(上巻から続く)下巻からいよいよ主役の元CIA工作員のジェイスン・モンクが始動する。
彼には工作員時代に痛恨の記憶がある。自ら発掘し、ロシアで運営していた"資産"
たちを守れなかったことだ。それはあの「エイムズ事件」に深く関連している。諜報の
世界に関心があるなら知らぬ者のない現実の事件である。これを期にスパイゲーム
から足を洗い、カリブ海で静かに暮らすモンク。そこにロシアでの工作の依頼が舞い
込む。彼は断固として拒否するが、ある男の名を聞いた瞬間に気が変わるのである。
ありとあらゆる要素が絡み合い、とにかく夢中になることは請け合える。ロシアの新た
なる"イコン"は一体なんなのか?それが明かされた時には、なるほど保守主義者の
フォーサイスらしいと思わされたものだ。
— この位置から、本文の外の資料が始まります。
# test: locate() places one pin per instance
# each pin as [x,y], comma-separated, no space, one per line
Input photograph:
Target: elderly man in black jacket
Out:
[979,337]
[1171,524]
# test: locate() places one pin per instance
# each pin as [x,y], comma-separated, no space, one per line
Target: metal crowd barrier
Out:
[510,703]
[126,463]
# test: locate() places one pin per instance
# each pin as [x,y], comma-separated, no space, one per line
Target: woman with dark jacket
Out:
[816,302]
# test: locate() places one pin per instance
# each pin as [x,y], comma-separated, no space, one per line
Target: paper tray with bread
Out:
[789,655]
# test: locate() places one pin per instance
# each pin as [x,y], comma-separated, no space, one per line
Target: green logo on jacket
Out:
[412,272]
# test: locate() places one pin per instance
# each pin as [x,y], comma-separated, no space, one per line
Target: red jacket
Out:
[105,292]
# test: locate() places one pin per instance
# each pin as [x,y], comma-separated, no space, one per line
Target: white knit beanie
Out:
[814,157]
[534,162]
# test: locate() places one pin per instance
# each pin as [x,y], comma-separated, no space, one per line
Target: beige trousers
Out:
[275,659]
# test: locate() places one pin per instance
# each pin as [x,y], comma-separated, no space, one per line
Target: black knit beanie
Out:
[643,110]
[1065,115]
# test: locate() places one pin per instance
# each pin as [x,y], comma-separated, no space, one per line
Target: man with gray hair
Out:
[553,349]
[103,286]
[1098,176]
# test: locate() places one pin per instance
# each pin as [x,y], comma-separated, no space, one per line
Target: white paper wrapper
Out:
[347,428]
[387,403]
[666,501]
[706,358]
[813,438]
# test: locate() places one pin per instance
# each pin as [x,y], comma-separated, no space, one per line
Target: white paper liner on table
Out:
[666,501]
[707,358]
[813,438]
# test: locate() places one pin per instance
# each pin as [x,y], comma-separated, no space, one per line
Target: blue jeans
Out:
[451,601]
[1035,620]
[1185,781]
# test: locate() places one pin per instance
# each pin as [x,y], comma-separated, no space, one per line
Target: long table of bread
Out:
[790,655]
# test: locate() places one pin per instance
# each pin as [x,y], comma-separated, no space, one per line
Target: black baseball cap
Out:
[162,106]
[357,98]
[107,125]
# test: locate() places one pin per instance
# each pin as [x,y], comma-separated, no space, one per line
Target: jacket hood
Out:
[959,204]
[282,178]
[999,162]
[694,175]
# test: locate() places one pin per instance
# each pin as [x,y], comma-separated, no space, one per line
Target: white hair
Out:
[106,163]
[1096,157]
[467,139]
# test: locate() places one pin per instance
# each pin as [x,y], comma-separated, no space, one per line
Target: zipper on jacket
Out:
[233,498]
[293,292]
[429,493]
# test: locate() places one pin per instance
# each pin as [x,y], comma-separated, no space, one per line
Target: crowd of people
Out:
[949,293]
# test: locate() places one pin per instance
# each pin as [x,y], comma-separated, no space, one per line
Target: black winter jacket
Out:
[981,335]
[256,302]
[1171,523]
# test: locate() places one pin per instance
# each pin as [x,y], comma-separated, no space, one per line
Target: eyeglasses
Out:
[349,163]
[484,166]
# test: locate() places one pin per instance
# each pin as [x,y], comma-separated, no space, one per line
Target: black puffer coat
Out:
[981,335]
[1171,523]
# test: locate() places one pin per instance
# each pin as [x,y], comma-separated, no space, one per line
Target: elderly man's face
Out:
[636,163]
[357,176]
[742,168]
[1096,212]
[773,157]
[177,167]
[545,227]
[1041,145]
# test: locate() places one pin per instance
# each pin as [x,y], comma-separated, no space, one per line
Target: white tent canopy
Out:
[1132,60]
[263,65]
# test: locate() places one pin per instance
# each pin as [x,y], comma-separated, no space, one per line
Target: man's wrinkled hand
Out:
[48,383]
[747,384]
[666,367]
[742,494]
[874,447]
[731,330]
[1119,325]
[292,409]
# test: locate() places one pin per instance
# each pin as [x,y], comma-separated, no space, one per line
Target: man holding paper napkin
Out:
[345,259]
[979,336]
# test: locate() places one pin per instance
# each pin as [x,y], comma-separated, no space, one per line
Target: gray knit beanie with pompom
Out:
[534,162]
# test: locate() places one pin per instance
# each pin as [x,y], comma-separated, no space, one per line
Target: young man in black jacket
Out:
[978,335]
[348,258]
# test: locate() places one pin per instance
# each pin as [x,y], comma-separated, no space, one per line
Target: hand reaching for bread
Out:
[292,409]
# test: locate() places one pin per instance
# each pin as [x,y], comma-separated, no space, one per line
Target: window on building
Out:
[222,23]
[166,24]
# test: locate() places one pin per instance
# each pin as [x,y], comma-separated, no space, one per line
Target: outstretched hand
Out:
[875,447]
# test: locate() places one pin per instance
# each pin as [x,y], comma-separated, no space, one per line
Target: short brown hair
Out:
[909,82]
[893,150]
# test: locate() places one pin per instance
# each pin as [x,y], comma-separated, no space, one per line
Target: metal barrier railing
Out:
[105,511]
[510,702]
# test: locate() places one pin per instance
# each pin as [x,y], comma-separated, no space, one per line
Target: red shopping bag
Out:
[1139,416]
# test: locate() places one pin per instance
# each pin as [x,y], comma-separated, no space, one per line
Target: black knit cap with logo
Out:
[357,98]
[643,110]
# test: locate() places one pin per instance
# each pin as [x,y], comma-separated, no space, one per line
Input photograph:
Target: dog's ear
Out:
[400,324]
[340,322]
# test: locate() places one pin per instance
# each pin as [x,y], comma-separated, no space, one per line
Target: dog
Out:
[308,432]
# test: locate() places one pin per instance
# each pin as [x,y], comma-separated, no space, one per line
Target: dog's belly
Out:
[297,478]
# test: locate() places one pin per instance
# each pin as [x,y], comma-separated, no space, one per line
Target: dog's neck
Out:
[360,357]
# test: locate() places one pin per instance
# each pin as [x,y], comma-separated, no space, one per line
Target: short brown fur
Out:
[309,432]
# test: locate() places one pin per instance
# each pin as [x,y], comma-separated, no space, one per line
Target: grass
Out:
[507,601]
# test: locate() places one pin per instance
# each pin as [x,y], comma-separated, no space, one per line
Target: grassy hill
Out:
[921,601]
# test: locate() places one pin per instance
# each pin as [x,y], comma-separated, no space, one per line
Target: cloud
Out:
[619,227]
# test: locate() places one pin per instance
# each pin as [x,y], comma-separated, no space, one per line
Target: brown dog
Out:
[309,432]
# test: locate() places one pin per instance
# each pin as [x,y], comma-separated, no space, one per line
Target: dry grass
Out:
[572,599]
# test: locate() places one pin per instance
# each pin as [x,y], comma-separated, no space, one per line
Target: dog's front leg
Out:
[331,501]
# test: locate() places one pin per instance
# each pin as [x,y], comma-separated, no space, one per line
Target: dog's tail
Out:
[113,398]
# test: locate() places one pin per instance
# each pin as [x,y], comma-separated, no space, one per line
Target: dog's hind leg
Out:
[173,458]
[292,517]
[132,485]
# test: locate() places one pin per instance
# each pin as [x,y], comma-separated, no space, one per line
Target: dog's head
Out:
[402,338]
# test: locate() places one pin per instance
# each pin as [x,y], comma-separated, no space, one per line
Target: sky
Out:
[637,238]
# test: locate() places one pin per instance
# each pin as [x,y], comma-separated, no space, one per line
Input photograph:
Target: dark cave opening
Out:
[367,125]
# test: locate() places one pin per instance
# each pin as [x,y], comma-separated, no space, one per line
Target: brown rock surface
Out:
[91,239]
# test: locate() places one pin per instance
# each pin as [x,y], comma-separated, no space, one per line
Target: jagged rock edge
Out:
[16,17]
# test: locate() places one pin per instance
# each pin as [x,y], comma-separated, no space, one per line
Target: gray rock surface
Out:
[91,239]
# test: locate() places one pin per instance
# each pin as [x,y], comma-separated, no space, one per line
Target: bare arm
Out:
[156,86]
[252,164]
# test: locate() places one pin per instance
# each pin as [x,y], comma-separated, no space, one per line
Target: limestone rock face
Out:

小説の最後にナイジェル卿が仕組んだ工作の
全容が開陳されるが、それがあまりに痛快で笑ってしまうほど。いや参ったの一言だ。
本作は分かりやすい勧善懲悪ものともいえ、ラストのバトルといい、映画向きの作品と
いう印象を持ったが、実際にパトリック・スウェイジ主演でTVムービーになっているとの
こと。未視聴だが、密度の濃い作品だけに二時間あまりでまとめ切るのは難しそうだ。